Renewable Energy Standard - Arizona
Updated March 2006: In February 2001, the Arizona Corporation Commission (ACC) adopted a renewable portfolio standard [known as the Environmental Portfolio Standard (EPS)] requiring that utilities derive a portion of their electricity through renewable sources - topping out at 1.1 percent of sales in 2007. Sixty percent of the standard in 2007 was supposed to be met by solar energy.
Since the EPS goals were not being met, in August 2005 the ACC voted to change and expand the program. The ACC set a higher renewables requirement for the state's utilities, raised the rates that utilities may charge to administer the program and dropped the mandatory solar energy requirements of the previous program.
A final ACC ruling on the new proposal was made on February 27, 2006. Before taking effect, the rules must go through a review by the Attorney General’s Office and a formal rulemaking process with the Arizona Secretary of State’s office. It could be late in the third quarter or early in the fourth quarter of 2006 before the regulations are binding.
According to the ACC’s new plan, the state’s utilities must procure 15% of the state’s electricity from renewable resources by 2025 and submit to an annual review. The solar requirements have been dropped and a new requirement for local distributed generation was added. The ACC voted to require that 30% of the EPS requirement be met by local onsite renewables installed by homes and businesses.

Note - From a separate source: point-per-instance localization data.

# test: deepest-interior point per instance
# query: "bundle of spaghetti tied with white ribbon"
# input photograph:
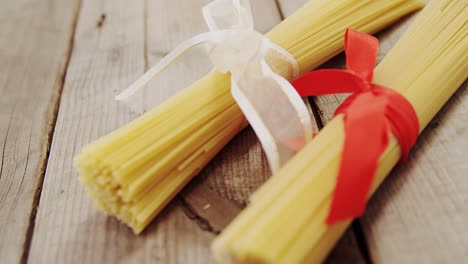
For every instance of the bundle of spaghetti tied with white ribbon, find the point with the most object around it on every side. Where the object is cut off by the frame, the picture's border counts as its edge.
(299, 214)
(133, 172)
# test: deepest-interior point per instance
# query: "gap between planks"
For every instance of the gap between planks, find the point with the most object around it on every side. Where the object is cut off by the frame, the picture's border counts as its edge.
(52, 116)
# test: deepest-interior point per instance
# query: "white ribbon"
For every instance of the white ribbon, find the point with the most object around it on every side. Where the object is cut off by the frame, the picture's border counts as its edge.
(273, 108)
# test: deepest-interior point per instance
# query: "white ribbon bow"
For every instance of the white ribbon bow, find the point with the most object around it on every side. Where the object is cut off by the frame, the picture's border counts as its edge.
(273, 108)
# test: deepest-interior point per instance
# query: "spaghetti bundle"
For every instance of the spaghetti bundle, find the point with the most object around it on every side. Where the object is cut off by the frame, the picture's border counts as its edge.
(133, 172)
(286, 220)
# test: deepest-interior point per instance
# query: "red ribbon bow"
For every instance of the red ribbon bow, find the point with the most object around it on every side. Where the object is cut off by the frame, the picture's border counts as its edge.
(371, 113)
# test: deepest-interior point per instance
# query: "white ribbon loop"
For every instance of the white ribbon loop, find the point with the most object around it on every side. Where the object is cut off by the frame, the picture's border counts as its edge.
(273, 108)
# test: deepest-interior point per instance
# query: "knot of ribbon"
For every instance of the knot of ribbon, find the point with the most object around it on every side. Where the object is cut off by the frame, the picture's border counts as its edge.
(234, 46)
(371, 114)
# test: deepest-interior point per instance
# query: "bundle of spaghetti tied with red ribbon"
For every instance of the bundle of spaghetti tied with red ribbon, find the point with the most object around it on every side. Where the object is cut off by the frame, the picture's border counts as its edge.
(133, 172)
(299, 214)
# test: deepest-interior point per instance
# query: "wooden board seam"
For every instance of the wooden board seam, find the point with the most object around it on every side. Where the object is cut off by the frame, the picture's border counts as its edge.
(52, 114)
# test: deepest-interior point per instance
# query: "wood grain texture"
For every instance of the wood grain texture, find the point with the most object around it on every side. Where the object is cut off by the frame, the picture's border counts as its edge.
(108, 54)
(347, 250)
(420, 212)
(35, 40)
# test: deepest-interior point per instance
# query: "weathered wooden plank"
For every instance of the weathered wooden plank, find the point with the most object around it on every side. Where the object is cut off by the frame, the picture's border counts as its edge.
(35, 39)
(109, 53)
(420, 212)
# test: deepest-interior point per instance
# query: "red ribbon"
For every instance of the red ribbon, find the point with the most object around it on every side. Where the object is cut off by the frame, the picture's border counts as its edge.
(371, 114)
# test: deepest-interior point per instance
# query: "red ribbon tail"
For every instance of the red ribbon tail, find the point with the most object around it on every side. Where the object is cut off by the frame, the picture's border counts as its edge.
(358, 165)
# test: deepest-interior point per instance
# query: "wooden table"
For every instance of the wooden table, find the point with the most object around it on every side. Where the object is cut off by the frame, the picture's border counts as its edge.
(61, 63)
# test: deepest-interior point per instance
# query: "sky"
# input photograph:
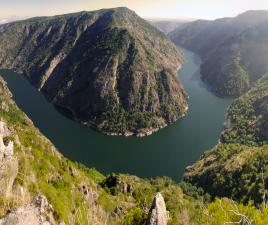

The state's two largest utilities, Arizona Public Service and Tuscon Electric, had retail sales totalling about 34 billion kWhs in 2004. A 15 percent standard using this 2004 sales figure would require 5.1 billion kWhs of renewable electricity generation (or credits). Assuming an average capacity factor of 25 percent (estimate of combining solar, wind, biomass), these two utilities would need about 2,300 MW of renewable capacity.
The distributed energy requirement starts at 5 percent of the total portfolio in 2007 and grows to 30 percent of the total required renewable energy mix after 2011. The distributed energy portion of the standards allow utilities to count a variety of solar thermal projects towards the 30 percent requirement (e.g. solar hot water, solar industrial heating and cooling, solar space heating or cooling system). A solar thermal project that displaces the equivalent to 3,415 British Thermal Units (Btus) of heat is given one renewable energy credit - equivalent to 1 kWh of renewable electricity.
The new rules allow renewable projects installed before December 31, 2005, to receive "extra credit" up to twice the actual kWhs produced for various factors. The ACC is also allowing utilities to count out of state renewable energy development in meeting the standard. And renewable energy credits are allowed to be traded.
To help offset the increased cost of meeting the more aggressive standard, the current Environmental Portfolio Surcharge amount will change. Currently, customers pay $0.000875 per kilowatt-hour. The new surcharge amount is $0.004988 per kilowatt-hour. There are monthly caps in place to limit the total impact on customer bills. Currently, residential customers are capped at 35 cents. The new cap will be $1.05. Nonresidential customers currently have a cap of $13 but that will increase to a maximum charge of $39.00. For extremely energy-intensive commercial accounts (mines, heavy manufacturing, etc.) the surcharge is capped at $117, up from $39.